Wyjątkowo niesprawiedliwa ocena Nunesa. Chłop grał bardzo ofensywnego LO, często był przy linii końcowej w ataku, więc oczywiste, że miał straty. W porównaniu z Patrykiem na prawej obronie grał zupełnie inną taktykę. Mimo tego widoczny, ciągle pod grą i często próbujący dryblingów. Na pewno nie był to mecz na 4/10, raczej na 6/10.
Szota, Hanousek i Nunes, najgorsi zawodnicy w meczu. Nie dałbym im więcej niż 3.

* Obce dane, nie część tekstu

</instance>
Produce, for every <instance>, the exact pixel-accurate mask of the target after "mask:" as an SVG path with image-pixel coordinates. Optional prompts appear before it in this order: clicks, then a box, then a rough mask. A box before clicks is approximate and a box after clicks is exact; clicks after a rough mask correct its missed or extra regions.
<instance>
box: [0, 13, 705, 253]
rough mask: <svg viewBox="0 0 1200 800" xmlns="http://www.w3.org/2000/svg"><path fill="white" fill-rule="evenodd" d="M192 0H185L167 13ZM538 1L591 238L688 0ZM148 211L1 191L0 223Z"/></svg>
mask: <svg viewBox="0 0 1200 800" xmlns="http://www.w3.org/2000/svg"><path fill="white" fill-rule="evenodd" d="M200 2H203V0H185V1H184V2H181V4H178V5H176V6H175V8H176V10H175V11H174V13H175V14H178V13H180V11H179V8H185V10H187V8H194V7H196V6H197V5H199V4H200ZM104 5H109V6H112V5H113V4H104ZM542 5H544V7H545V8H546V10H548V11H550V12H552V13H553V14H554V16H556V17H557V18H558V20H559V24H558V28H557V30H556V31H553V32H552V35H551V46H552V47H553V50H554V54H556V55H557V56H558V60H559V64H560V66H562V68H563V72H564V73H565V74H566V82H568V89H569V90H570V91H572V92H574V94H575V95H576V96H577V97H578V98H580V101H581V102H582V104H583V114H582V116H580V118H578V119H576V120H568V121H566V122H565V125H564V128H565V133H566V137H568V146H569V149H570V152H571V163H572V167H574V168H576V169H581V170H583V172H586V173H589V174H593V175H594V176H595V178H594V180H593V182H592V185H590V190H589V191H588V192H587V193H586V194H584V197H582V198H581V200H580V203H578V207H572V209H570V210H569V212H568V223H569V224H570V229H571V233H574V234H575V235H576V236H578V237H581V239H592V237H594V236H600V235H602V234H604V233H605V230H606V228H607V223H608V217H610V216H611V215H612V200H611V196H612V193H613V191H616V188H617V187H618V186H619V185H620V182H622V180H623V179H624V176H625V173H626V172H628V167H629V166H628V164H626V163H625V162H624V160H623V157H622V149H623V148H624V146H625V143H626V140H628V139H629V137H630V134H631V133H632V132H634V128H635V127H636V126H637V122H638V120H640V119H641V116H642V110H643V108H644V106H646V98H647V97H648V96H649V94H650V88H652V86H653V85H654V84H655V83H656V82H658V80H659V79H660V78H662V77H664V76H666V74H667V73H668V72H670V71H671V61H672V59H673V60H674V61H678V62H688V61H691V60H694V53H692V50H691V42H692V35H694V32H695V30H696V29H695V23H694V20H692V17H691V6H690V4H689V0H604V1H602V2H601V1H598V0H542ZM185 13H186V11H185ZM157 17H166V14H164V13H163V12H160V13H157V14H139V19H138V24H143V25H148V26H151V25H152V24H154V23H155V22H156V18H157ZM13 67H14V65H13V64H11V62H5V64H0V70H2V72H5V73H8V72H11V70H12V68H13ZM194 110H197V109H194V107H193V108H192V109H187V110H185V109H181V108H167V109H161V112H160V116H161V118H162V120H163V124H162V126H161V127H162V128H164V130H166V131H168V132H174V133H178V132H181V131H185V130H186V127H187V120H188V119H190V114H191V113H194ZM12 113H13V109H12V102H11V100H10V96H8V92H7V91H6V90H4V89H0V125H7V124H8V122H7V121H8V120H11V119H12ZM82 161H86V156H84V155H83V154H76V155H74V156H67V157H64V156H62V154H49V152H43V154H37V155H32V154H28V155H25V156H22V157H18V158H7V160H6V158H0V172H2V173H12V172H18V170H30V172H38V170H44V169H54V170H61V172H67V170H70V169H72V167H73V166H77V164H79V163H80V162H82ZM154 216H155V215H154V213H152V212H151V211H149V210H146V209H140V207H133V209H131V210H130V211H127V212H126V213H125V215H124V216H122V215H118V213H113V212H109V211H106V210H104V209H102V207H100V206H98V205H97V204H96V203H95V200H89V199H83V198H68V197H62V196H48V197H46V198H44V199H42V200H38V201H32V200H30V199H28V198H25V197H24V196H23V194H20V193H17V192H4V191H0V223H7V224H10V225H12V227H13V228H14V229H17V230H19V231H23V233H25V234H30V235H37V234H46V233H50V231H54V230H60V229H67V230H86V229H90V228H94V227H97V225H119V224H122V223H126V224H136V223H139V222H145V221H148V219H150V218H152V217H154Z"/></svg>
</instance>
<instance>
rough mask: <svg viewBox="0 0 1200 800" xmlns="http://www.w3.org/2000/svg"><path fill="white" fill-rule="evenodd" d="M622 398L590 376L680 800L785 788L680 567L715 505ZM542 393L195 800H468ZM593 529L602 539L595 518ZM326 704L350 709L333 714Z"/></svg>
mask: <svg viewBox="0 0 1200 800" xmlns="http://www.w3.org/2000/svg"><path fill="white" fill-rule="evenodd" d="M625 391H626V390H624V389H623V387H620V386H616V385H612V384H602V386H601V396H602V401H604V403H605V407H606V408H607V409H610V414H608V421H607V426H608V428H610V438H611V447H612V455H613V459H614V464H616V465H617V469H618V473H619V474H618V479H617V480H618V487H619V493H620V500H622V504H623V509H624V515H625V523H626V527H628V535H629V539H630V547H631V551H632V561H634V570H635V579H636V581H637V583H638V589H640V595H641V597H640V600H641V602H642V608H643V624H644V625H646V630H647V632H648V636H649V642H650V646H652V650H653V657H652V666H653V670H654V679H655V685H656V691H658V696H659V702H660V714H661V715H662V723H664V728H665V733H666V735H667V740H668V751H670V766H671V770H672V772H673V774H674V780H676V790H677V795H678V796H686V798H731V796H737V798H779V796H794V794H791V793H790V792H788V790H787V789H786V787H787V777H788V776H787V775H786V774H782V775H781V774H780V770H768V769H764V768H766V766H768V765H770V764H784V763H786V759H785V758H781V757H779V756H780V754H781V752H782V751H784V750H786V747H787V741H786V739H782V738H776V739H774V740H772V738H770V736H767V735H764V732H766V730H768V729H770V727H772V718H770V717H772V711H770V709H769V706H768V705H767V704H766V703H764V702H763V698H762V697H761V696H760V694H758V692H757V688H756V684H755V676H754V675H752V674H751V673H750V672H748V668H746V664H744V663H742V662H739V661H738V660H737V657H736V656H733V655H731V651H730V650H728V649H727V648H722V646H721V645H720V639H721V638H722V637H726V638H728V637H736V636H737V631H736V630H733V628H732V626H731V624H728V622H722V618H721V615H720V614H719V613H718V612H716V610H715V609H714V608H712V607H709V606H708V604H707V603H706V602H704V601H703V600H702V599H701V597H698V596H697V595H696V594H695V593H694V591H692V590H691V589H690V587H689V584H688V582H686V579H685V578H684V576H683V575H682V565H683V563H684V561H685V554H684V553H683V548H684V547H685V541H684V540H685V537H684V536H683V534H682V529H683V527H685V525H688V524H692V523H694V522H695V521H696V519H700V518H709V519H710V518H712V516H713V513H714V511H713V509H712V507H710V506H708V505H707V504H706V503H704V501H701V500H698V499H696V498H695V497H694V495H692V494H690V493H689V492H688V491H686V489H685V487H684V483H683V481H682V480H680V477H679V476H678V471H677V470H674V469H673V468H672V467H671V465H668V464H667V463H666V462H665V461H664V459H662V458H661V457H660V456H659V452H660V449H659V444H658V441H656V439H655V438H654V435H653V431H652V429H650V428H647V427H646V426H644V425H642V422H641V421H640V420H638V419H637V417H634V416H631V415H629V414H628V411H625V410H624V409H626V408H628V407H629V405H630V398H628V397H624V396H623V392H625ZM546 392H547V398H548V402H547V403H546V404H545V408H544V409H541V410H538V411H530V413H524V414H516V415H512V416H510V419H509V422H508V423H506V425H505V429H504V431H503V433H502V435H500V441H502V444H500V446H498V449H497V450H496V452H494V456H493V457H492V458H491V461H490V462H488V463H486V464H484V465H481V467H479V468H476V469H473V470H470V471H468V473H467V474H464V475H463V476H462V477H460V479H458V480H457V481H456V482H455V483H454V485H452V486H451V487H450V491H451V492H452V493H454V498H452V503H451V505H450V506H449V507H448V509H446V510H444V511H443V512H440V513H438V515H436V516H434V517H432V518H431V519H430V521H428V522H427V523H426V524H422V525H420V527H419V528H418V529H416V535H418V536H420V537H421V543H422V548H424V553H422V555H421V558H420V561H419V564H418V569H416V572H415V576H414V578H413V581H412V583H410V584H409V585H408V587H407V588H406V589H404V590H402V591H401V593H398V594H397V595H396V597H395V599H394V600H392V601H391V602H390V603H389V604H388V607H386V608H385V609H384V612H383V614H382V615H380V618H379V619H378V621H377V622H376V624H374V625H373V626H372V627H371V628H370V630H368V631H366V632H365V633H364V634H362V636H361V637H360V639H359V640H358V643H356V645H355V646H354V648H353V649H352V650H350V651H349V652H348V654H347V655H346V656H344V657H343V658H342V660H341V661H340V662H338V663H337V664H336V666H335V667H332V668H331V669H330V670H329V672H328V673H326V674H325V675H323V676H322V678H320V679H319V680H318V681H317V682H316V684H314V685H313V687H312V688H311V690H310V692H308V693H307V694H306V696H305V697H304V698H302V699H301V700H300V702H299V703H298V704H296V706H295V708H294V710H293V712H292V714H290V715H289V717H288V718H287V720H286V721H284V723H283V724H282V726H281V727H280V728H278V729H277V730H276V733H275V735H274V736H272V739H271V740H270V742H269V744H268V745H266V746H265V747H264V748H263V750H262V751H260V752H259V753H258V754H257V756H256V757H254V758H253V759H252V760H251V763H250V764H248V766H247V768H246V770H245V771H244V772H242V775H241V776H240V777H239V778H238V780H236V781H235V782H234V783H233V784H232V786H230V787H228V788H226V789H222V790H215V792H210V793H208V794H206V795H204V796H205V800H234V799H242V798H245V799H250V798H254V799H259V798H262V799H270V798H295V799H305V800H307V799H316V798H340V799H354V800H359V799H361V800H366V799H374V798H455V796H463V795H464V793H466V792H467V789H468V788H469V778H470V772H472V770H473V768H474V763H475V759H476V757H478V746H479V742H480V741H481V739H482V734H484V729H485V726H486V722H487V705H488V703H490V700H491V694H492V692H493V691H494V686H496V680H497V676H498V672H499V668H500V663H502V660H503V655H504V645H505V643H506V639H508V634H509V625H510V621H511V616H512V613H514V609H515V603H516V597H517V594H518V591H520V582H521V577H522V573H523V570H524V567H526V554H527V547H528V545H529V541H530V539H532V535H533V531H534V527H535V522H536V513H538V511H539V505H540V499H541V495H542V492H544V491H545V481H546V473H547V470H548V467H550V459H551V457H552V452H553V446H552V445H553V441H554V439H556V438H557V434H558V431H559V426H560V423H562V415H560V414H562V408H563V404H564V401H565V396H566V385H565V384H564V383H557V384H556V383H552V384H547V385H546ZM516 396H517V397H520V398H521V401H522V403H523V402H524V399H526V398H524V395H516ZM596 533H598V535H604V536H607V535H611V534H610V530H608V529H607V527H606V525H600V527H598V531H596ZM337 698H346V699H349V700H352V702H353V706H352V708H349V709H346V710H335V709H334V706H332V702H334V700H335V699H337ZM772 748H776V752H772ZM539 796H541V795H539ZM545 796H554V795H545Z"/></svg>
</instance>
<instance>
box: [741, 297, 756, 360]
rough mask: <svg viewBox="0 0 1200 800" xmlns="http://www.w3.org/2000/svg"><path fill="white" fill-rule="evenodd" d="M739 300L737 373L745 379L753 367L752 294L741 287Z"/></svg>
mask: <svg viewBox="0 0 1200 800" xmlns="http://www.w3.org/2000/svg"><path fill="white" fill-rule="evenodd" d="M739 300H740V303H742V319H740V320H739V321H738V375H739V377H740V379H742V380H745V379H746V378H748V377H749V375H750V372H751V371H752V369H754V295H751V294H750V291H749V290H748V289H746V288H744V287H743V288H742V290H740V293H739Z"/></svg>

Generalnie sprawiedliwe oceny. . Jak dla mnie Silva trochę za wysoko, może 6,lub 6.5, natomiast Ravas 6 ,Bartek Pawłowski 8 pomimo że nie zdobył gola, i nie zgadzam się, że nie był zbyt widoczny , a grał w trochę innym ustawieniu niż zazwyczaj i dobrze sobie poradził, niedoceniany Terpiłowski 7.5 ,i Kun 6.5, który czsami śmiga jakby miał biegunkę, ale przy tym często bierze na plecy obrońców, a to odciąża resztę naszych zawodników, i żartobliwie – ogólnie robi dużo wiatru, co przy obecnych upałach, jest wskazane.